The eyes have it
January 24th, 2009 by
cowgirljules
One of the things I wanted to do with the proceeds from this really great job (besides buy a house) was to have my eyes fixed. They weren’t terrible, but I definitely needed glasses outside. Farting around with contacts while hunting was just a huge pain in the ass. I didn’t want to go up to camp and sleep in the back of the truck just because putting contacts in and out was horrendous. What if I had my annual case of poison oak on my hands? I shudder to think of the fallout of that one.
So when my eye appointment came up early this month, I talked to my new eye doctor about it. Turns out he worked with a laser center. They’d do the work and he’d do all of the follow-up checks so I didn’t have to drive an hour. Since I don’t mess around, I went for my evaluation the very next week.
They said I was a good candidate, so I booked an appointment for the next week. I had to shed my contacts and wear glasses until the appointment. Man, did I hate that. Switching from regular glasses to my out-of-date prescription sunglasses every time I went in or out, and working in the rain, what a hassle!
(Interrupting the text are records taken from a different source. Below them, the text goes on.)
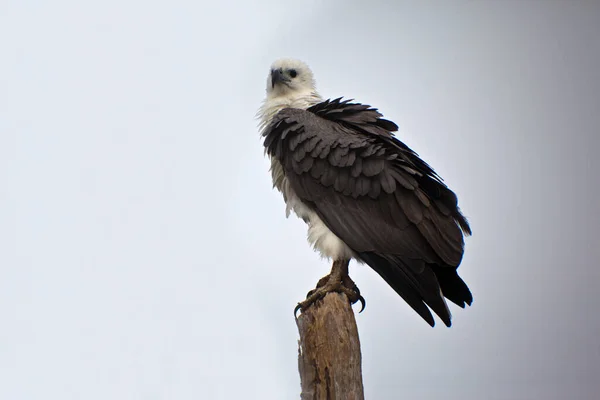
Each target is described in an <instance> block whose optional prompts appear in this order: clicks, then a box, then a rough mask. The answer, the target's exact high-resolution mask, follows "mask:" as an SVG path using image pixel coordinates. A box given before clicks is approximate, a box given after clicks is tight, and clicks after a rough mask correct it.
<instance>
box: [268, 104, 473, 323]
mask: <svg viewBox="0 0 600 400" xmlns="http://www.w3.org/2000/svg"><path fill="white" fill-rule="evenodd" d="M396 130H397V126H396V125H395V124H394V123H393V122H390V121H387V120H385V119H382V118H381V114H380V113H379V112H378V111H377V110H376V109H373V108H371V107H370V106H368V105H362V104H356V103H350V102H349V101H341V100H340V99H336V100H333V101H329V100H328V101H325V102H322V103H319V104H317V105H315V106H313V107H311V108H309V109H308V110H299V109H291V108H288V109H284V110H282V111H281V112H280V113H279V114H278V115H277V116H276V117H275V119H274V121H273V122H272V124H271V125H270V127H269V128H267V129H266V130H265V132H264V136H265V141H264V144H265V147H266V149H267V152H268V153H269V154H270V155H271V156H273V157H276V158H277V159H278V160H279V161H280V162H281V164H282V165H283V169H284V172H285V174H286V177H287V179H288V181H289V183H290V185H291V187H292V188H293V189H294V191H295V192H296V194H297V195H298V196H299V197H300V199H301V200H302V201H303V202H305V203H306V204H308V205H309V206H311V207H312V208H313V209H314V210H315V212H317V214H318V215H319V216H320V218H321V219H322V220H323V222H324V223H325V224H326V225H327V226H328V228H329V229H330V230H331V231H332V232H333V233H335V234H336V235H337V236H338V237H340V238H341V239H342V240H343V241H344V242H345V243H346V244H347V245H348V246H349V247H350V248H351V249H353V250H354V251H355V252H356V253H357V254H358V256H359V257H360V258H361V259H362V260H363V261H365V262H366V263H367V264H369V265H370V266H371V267H372V268H373V269H374V270H375V271H377V272H378V273H379V274H380V275H381V276H382V277H383V278H384V279H385V280H386V282H388V284H389V285H390V286H392V288H394V290H396V292H398V294H400V295H401V296H402V297H403V298H404V299H405V300H406V301H407V302H408V303H409V304H410V305H411V306H412V307H413V308H414V309H415V310H416V311H417V312H418V313H419V314H420V315H421V316H422V317H423V318H424V319H425V320H426V321H427V322H429V323H430V324H431V325H432V326H433V318H432V316H431V313H430V312H429V310H428V309H427V307H426V306H425V304H427V305H429V307H431V309H432V310H434V311H435V312H436V314H438V315H439V316H440V318H442V320H443V321H444V322H445V323H446V325H448V326H450V313H449V311H448V309H447V307H446V304H445V301H444V299H443V297H444V296H445V297H447V298H448V299H449V300H451V301H453V302H454V303H456V304H458V305H459V306H461V307H464V305H465V303H467V304H471V302H472V296H471V293H470V291H469V289H468V288H467V286H466V284H465V283H464V282H463V281H462V280H461V279H460V278H459V277H458V275H457V273H456V269H457V267H458V265H459V264H460V262H461V259H462V256H463V251H464V239H463V234H470V233H471V231H470V228H469V224H468V222H467V220H466V219H465V217H464V216H463V215H462V214H461V212H460V210H459V208H458V206H457V198H456V195H455V194H454V193H453V192H452V191H451V190H450V189H448V188H447V187H446V185H444V184H443V182H442V181H441V179H440V178H439V177H438V176H437V175H436V173H435V172H434V171H433V169H432V168H431V167H430V166H429V165H427V164H426V163H425V162H424V161H422V160H421V159H420V158H419V157H418V155H417V154H416V153H415V152H413V151H412V150H411V149H410V148H408V147H407V146H406V145H405V144H404V143H402V142H400V141H399V140H397V139H396V138H395V137H393V135H392V134H391V133H390V132H391V131H396ZM440 290H441V292H443V295H441V292H440Z"/></svg>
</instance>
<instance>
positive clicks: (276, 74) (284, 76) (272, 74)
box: [271, 68, 289, 88]
mask: <svg viewBox="0 0 600 400" xmlns="http://www.w3.org/2000/svg"><path fill="white" fill-rule="evenodd" d="M288 81H289V79H287V78H286V77H285V76H284V75H283V71H282V70H281V68H279V69H272V70H271V88H274V87H275V85H276V84H277V83H286V82H288Z"/></svg>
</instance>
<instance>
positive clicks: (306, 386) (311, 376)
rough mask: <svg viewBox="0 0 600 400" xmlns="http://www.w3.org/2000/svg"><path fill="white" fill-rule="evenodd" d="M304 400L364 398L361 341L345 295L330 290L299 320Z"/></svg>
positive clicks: (302, 314) (351, 309)
mask: <svg viewBox="0 0 600 400" xmlns="http://www.w3.org/2000/svg"><path fill="white" fill-rule="evenodd" d="M297 325H298V331H299V332H300V340H299V342H298V369H299V370H300V380H301V386H302V393H301V395H300V398H301V399H302V400H364V398H365V396H364V393H363V382H362V370H361V353H360V341H359V339H358V329H357V327H356V320H355V318H354V311H353V310H352V307H351V305H350V302H349V301H348V298H347V297H346V295H345V294H339V293H328V294H327V295H326V296H325V298H324V299H323V300H320V301H318V302H316V303H315V304H313V305H311V306H310V307H308V309H307V310H306V311H304V312H302V314H301V315H300V317H299V318H298V320H297Z"/></svg>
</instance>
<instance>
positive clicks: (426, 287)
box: [359, 252, 473, 327]
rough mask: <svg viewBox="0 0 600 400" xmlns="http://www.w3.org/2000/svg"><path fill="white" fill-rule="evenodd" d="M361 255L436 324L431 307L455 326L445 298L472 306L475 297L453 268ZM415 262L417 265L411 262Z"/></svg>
mask: <svg viewBox="0 0 600 400" xmlns="http://www.w3.org/2000/svg"><path fill="white" fill-rule="evenodd" d="M359 257H360V258H361V259H362V260H363V261H364V262H366V263H367V264H368V265H369V266H370V267H371V268H373V270H375V272H377V273H378V274H379V275H380V276H381V277H382V278H383V279H384V280H385V281H386V282H387V283H388V285H390V286H391V287H392V289H394V290H395V291H396V293H398V294H399V295H400V296H401V297H402V298H403V299H404V300H405V301H406V302H407V303H408V305H409V306H411V307H412V308H413V310H415V311H416V312H417V314H419V315H420V316H421V318H423V319H424V320H425V321H426V322H427V323H428V324H429V325H431V326H432V327H433V326H434V325H435V321H434V319H433V316H432V314H431V312H430V309H431V310H432V311H433V312H435V313H436V314H437V315H438V316H439V317H440V318H441V319H442V321H443V322H444V324H445V325H446V326H448V327H450V326H451V325H452V322H451V319H452V316H451V314H450V310H449V309H448V306H447V304H446V301H445V300H444V297H446V298H448V300H450V301H452V302H453V303H455V304H457V305H459V306H460V307H463V308H464V306H465V303H466V304H469V305H471V303H472V301H473V297H472V295H471V292H470V291H469V288H468V287H467V285H466V284H465V283H464V281H463V280H462V279H461V278H460V277H459V276H458V274H457V273H456V270H455V269H453V268H452V267H440V266H437V265H431V264H425V263H423V262H420V261H419V260H409V261H408V262H407V261H406V260H401V259H400V258H399V257H396V256H390V255H385V254H377V253H374V252H363V253H359ZM412 261H414V265H411V264H410V263H411V262H412Z"/></svg>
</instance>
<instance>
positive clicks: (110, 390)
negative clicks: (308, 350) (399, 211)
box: [0, 0, 600, 400]
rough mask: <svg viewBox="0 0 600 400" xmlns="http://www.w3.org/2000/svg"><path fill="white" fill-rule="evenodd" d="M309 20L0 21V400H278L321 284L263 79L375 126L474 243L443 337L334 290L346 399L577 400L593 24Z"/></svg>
mask: <svg viewBox="0 0 600 400" xmlns="http://www.w3.org/2000/svg"><path fill="white" fill-rule="evenodd" d="M321 3H322V2H318V1H310V2H299V1H275V0H273V1H262V2H254V3H251V2H241V1H238V2H221V3H218V4H217V3H216V2H215V3H211V4H210V5H204V3H203V4H199V2H193V1H184V0H176V1H172V2H162V3H161V2H152V1H151V2H148V1H134V0H125V1H115V0H108V1H103V2H95V3H89V2H88V3H81V2H75V1H66V0H58V1H54V2H51V3H48V2H47V3H43V2H35V1H20V2H17V1H10V0H9V1H5V2H4V3H2V5H1V6H0V46H1V48H0V49H1V50H2V52H1V54H2V56H1V57H2V59H1V62H0V180H1V182H0V183H1V185H0V188H1V189H0V196H1V197H0V240H1V243H3V245H2V247H1V248H2V251H1V252H0V321H1V329H0V377H1V378H0V398H2V399H11V400H29V399H61V400H66V399H90V400H93V399H102V400H104V399H123V400H130V399H178V400H185V399H200V398H202V399H241V398H243V399H273V400H280V399H294V398H299V391H300V386H299V378H298V372H297V361H296V357H297V345H296V340H297V330H296V326H295V324H294V319H293V316H292V310H293V307H294V306H295V304H296V302H297V301H298V300H301V299H302V298H303V297H304V296H305V294H306V292H307V291H308V290H309V289H311V288H312V287H313V286H314V284H315V283H316V281H317V280H318V278H320V277H321V276H322V275H324V274H325V273H327V271H328V268H329V266H328V264H327V263H326V262H325V261H322V260H320V259H319V258H318V256H317V255H316V254H315V253H313V252H312V250H311V249H310V248H309V246H308V245H307V243H306V239H305V233H306V229H305V227H304V224H303V223H302V222H301V221H298V220H296V219H292V218H290V219H289V220H286V219H285V217H284V205H283V201H282V199H281V198H280V195H279V194H278V193H276V192H274V191H272V190H271V184H270V177H269V174H268V172H267V169H268V163H267V161H266V160H265V159H264V157H263V150H262V146H261V142H260V140H259V137H258V133H257V129H256V121H255V120H254V114H255V112H256V109H257V108H258V107H259V105H260V101H261V100H262V98H263V96H264V85H265V79H266V74H267V72H268V67H269V65H270V63H271V62H272V61H273V60H274V59H276V58H279V57H281V56H292V57H297V58H301V59H303V60H305V61H306V62H308V63H309V65H311V67H312V68H313V70H314V72H315V75H316V78H317V82H318V87H319V89H320V91H321V93H322V94H323V96H325V97H338V96H347V97H350V98H355V99H356V100H358V101H361V102H366V103H369V104H372V105H374V106H376V107H378V108H379V109H380V110H381V111H382V112H383V113H384V114H385V116H386V117H387V118H390V119H392V120H394V121H395V122H396V123H398V125H399V126H400V132H399V134H398V136H399V138H400V139H401V140H403V141H405V143H407V144H408V145H409V146H411V147H413V148H414V149H415V150H416V151H417V152H418V153H419V154H420V155H421V156H422V157H423V158H424V159H426V160H427V161H428V162H429V163H430V164H432V166H433V167H434V168H436V170H437V171H438V172H439V173H440V174H441V175H442V177H444V178H445V180H446V182H447V183H448V184H449V185H450V186H451V187H452V188H453V189H454V190H455V191H456V192H457V193H458V195H459V199H460V204H461V206H462V209H463V211H464V212H465V213H466V214H467V215H468V216H469V218H470V220H471V223H472V226H473V230H474V236H473V237H472V238H470V239H469V240H468V243H467V251H466V256H465V259H464V261H463V264H462V266H461V269H460V271H461V276H463V277H464V279H465V280H466V281H467V283H468V284H469V285H470V286H471V288H472V290H473V293H474V297H475V302H474V304H473V307H471V308H470V309H467V310H460V309H458V308H457V307H452V308H451V309H452V311H453V314H454V325H453V327H452V328H450V329H447V328H445V327H443V326H442V324H440V323H438V326H437V327H436V328H435V329H431V328H430V327H429V326H428V325H427V324H426V323H424V322H423V321H422V320H421V319H420V317H419V316H418V315H416V314H415V313H414V312H413V311H412V310H411V309H410V308H409V307H408V306H407V305H406V304H405V303H404V302H403V301H402V299H400V298H399V297H398V296H397V295H396V294H395V293H394V292H393V291H392V290H391V289H390V288H388V287H387V286H386V285H385V283H384V282H383V280H381V279H380V278H379V276H378V275H377V274H376V273H374V272H373V271H372V270H370V269H369V268H368V267H352V268H351V273H352V276H353V278H354V280H355V281H356V282H357V283H358V285H359V287H360V288H361V292H362V293H363V294H364V295H365V297H366V299H367V302H368V305H367V309H366V310H365V312H363V313H362V314H360V315H358V316H357V320H358V325H359V332H360V335H361V341H362V349H363V370H364V382H365V392H366V395H367V398H368V399H376V400H379V399H383V400H387V399H390V400H393V399H417V400H418V399H437V398H442V397H443V398H445V399H461V400H464V399H490V400H495V399H498V400H501V399H502V400H504V399H538V398H543V399H546V400H550V399H557V400H558V399H567V398H569V399H586V400H587V399H593V398H595V395H597V393H598V391H599V390H600V383H599V382H598V379H597V377H598V374H599V373H600V345H599V344H598V337H599V336H600V313H599V312H598V311H597V305H598V304H600V303H599V302H598V300H597V298H596V293H597V292H598V290H600V270H599V269H598V262H597V260H598V258H600V249H599V247H600V246H599V242H598V234H597V230H598V226H599V225H600V213H599V211H598V210H597V207H598V198H599V196H600V190H599V185H600V184H599V179H598V177H597V176H596V173H597V172H598V171H599V170H600V162H599V161H598V159H597V158H595V153H596V152H597V149H598V148H599V147H600V137H599V135H600V133H599V132H600V40H599V38H600V22H599V21H600V3H598V2H593V1H588V2H578V1H562V2H561V1H550V0H548V1H526V0H521V1H510V2H508V1H458V0H456V1H450V0H449V1H444V2H435V3H434V2H427V3H425V2H419V3H417V2H408V1H406V2H396V5H394V6H392V5H390V3H391V2H385V1H379V2H364V1H350V2H348V1H344V2H341V1H339V2H329V3H328V4H327V5H323V4H321ZM417 4H419V5H417Z"/></svg>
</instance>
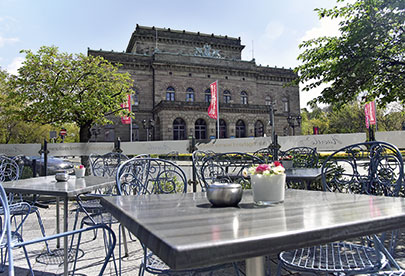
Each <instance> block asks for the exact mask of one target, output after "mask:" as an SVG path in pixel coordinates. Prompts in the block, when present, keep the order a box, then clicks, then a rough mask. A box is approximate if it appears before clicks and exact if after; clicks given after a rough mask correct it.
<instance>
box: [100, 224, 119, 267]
mask: <svg viewBox="0 0 405 276" xmlns="http://www.w3.org/2000/svg"><path fill="white" fill-rule="evenodd" d="M110 227H111V225H110ZM103 237H104V248H105V251H106V255H107V254H108V244H111V235H110V234H108V236H107V233H106V230H105V229H103ZM107 239H108V240H107ZM107 241H108V244H107ZM111 257H112V258H113V262H114V269H115V274H116V275H119V274H118V269H117V263H116V260H115V254H114V251H113V252H112V253H111Z"/></svg>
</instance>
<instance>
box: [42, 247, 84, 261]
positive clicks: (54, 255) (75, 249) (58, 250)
mask: <svg viewBox="0 0 405 276" xmlns="http://www.w3.org/2000/svg"><path fill="white" fill-rule="evenodd" d="M75 256H76V249H71V250H69V252H68V262H69V263H71V262H74V260H75ZM83 256H84V252H83V250H81V249H79V254H78V256H77V259H80V258H81V257H83ZM63 257H64V250H63V248H57V249H54V250H51V253H49V252H44V253H41V254H40V255H38V256H37V257H36V261H37V262H38V263H41V264H47V265H62V264H63V263H64V261H63Z"/></svg>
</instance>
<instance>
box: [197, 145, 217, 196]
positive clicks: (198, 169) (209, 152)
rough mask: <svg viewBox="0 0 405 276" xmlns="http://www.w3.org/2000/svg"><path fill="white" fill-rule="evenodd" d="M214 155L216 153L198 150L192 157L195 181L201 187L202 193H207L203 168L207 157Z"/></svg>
mask: <svg viewBox="0 0 405 276" xmlns="http://www.w3.org/2000/svg"><path fill="white" fill-rule="evenodd" d="M214 154H215V152H213V151H203V150H196V151H194V152H193V154H192V156H191V158H192V162H193V175H195V181H196V182H197V183H196V184H198V185H200V187H201V190H202V191H205V185H204V184H203V180H202V175H201V166H202V164H203V163H204V160H205V159H206V158H207V157H210V156H212V155H214Z"/></svg>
By Wednesday, I was getting pretty anxious about the thought of lasers shooting into my eyes. I was worried that the mechanism to hold them open would hurt, and I had no idea what the actual procedure would feel like. Thursday morning, they gave me a valium to take the edge off and Junior and I cooled our heels until it took effect and the doctor arrived. I was still feeling unsettled when I got the final talking-to, so he loaded me up with another one. Good thing too.
When they laid me down under the laser, I was really getting nervous. I’ve never known myself to be claustrophobic, but sure was getting that way with the bright lights and my eye taped open and having to hold really still. Once they started, it was totally creepy. I had to stare at a green dot, but I couldn’t always see the green dot. The suction device stuck to my eyeball gave me the heebie-jeebies, even though I couldn’t feel it really, but I could see it.
When he sliced open the flap on my eye, everything went dark. That was the only time I felt a little relief, since it was like my eye was shut and my brain could stop freaking out for a minute. When the laser went off and I could smell that burning-hair odor, the mental freak-out began again. When they were done and the doctor started squeegeeing the flap of my eye back where it belonged, I had to keep chanting to myself, “he’s wiping glasses, he’s wiping glasses.” I couldn’t feel it at all, but knowing what it was had me on the verge of leaping up from the table and running for my freedom. Junior was watching through a window and knew I was scared. The worst part was knowing that I had one more eye to go.
I’d always heard stories of people getting up from the table and instantly seeing clearly, but that wasn’t the case for me. Everything was foggy, the close-up stuff was way fuzzier than it had been before the procedure, and the lights all had halos. My left eye was really bad. The doctor brought me up from the table and wanted to snap a picture, but I had a hard time smiling. He pointed out the window, and things were clear out there.
Junior took me home and gave me the drugs and put me to bed. I have to wear funky goggles to keep my from rubbing my eyes in my sleep (although I still tried a couple of times last night). I was still feeling the drugs when I woke up, and mostly lost Friday sleeping, but it seemed to do the trick. Today, I can see. My close vision isn’t so great, but they warned me it wouldn’t be. I’ll probably have to get reading glasses as I age, but that’s a small price to pay for clear distance vision. It’s much easier to wear glasses inside than to mess with them at work. My distance vision is great; every bit as clear as it was with my contacts. I don’t even seem to have any halos around lights at night. People say it just gets better over the next few months. I threw out all of my solutions and cases, and donated my glasses, and I’m glad to be rid of them. It was expensive, but totally worth it.
On a side note, Jamie gave me my first blog award the other day:

Thank you Jamie! Now I’m supposed to list five addictions and award five other bloggers, so here we go.
- I adore Hope in a Jar. It’s the only moisturizer that I will consistently use
- As well, Bare Minerals is about the only makeup I’ll use
- I can’t stand canned chicken soup and love to make my own
- I’m deep into a short-term addiction into the show Nip/Tuck. I’m starting Season 2 at the moment.
- I will be a hunter for the rest of my life
As far as bloggers go, I know a lot of fabulous bloggers. I’m going to count Jamie as already taken, but also fabulous are Nance, Sarah, Cowgirl, Sue, and WickedJaw.